Internal transfer of real estate
Businesses not entitled to a full or partial VAT deduction, may be faced with internal transfers, i.e. self-supply rules. Under the self-supply rules, a deemed transfer takes place if a business develops new real estate itself and subsequently uses it in full, or partially, for activities for which there is no VAT deduction. The business must pay VAT on the development costs when the real estate is taken into use. If the real estate is developed pursuant to an agreement concluded before October 1, 2012, the 19% VAT rate will apply to the following aspects of the internal transfer:
· the installments that contractually expired before the date of the VAT increase;
· the value of the land, any buildings in shell form already present on the land, and all other materials the business, as owner of the materials, made available to the contractor before October 1, 2012.

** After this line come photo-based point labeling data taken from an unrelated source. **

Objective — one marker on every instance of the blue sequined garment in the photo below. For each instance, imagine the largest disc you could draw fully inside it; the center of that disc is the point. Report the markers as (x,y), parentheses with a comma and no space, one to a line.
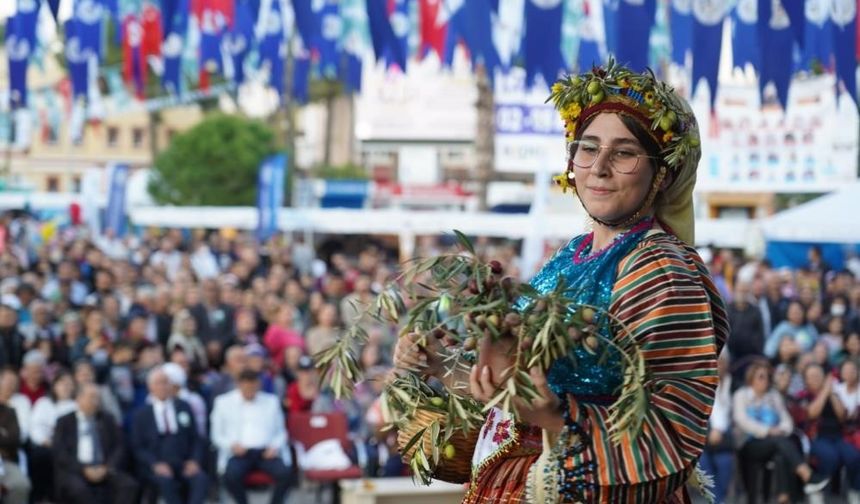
(590,278)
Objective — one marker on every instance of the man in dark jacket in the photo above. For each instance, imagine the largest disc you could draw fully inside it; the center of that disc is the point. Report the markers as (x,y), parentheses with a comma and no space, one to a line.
(214,318)
(746,341)
(166,444)
(11,339)
(13,480)
(89,454)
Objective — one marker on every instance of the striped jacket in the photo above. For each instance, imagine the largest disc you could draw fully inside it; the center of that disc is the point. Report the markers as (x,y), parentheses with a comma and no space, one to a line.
(666,299)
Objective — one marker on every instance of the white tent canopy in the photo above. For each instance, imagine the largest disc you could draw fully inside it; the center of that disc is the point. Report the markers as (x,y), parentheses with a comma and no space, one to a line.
(834,218)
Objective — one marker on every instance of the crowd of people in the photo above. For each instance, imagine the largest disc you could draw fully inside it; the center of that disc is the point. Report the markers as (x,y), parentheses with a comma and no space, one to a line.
(166,362)
(135,365)
(787,413)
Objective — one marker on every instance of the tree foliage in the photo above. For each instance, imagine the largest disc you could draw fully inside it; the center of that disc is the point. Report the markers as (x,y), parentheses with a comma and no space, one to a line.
(214,163)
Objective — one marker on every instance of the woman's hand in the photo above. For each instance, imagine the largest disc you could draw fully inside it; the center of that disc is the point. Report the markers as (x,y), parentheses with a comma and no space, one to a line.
(495,361)
(411,353)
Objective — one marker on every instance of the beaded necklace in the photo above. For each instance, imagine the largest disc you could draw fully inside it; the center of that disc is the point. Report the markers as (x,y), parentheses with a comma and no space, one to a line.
(591,376)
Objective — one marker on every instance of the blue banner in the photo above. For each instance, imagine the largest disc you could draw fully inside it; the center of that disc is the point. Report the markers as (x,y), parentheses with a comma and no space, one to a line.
(844,18)
(270,194)
(26,18)
(301,78)
(272,47)
(350,73)
(18,50)
(173,46)
(818,35)
(471,23)
(115,214)
(610,13)
(328,41)
(385,44)
(77,60)
(307,22)
(777,43)
(745,35)
(401,27)
(634,20)
(707,42)
(542,45)
(89,16)
(681,23)
(239,39)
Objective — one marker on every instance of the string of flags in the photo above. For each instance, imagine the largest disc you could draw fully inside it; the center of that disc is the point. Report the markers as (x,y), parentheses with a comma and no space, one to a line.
(187,43)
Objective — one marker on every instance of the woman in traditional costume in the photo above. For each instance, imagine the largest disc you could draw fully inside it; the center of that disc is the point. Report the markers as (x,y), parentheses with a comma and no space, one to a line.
(633,150)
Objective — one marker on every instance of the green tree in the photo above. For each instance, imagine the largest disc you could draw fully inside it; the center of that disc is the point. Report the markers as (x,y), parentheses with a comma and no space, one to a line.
(213,164)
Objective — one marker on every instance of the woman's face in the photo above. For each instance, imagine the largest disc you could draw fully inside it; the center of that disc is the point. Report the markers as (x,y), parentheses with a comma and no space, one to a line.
(813,378)
(852,344)
(849,372)
(760,381)
(63,388)
(795,313)
(605,193)
(189,326)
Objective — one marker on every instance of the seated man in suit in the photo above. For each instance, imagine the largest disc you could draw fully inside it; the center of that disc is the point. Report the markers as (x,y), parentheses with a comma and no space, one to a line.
(12,478)
(166,444)
(248,430)
(89,454)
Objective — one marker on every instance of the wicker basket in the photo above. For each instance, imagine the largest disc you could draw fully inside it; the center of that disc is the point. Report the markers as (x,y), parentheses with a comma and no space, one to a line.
(453,470)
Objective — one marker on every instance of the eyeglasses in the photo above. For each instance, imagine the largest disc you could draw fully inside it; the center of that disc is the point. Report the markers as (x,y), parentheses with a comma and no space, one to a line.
(622,159)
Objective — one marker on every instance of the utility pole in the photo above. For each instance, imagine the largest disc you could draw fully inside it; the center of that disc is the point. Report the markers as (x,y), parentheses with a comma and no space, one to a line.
(484,135)
(289,108)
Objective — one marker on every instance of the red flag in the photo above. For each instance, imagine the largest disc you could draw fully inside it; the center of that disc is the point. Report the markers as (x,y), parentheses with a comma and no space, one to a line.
(133,60)
(432,33)
(152,31)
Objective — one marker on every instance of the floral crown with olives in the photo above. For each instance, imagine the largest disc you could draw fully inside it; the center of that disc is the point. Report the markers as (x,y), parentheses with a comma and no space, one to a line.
(615,88)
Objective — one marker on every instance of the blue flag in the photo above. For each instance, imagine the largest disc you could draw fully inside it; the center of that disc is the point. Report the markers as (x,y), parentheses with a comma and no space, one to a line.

The performing arts, art objects, and solar panels
The increased VAT rate for the performing arts and art objects will be reversed as at January 1, 2013. However, the Deputy Minister of Finance has given approval for the reduced rate to be applied from July 1, 2012. He has also given approval for the reduced rate to be applied to advance payments made from May 25, 2012, onward in respect of performing arts that take place on or after July 1, 2012.
At present, it is unclear whether solar panels fall under the reduced VAT rate. Under current legislation, the lower VAT rate cannot now, or retroactively, be applied to solar panels.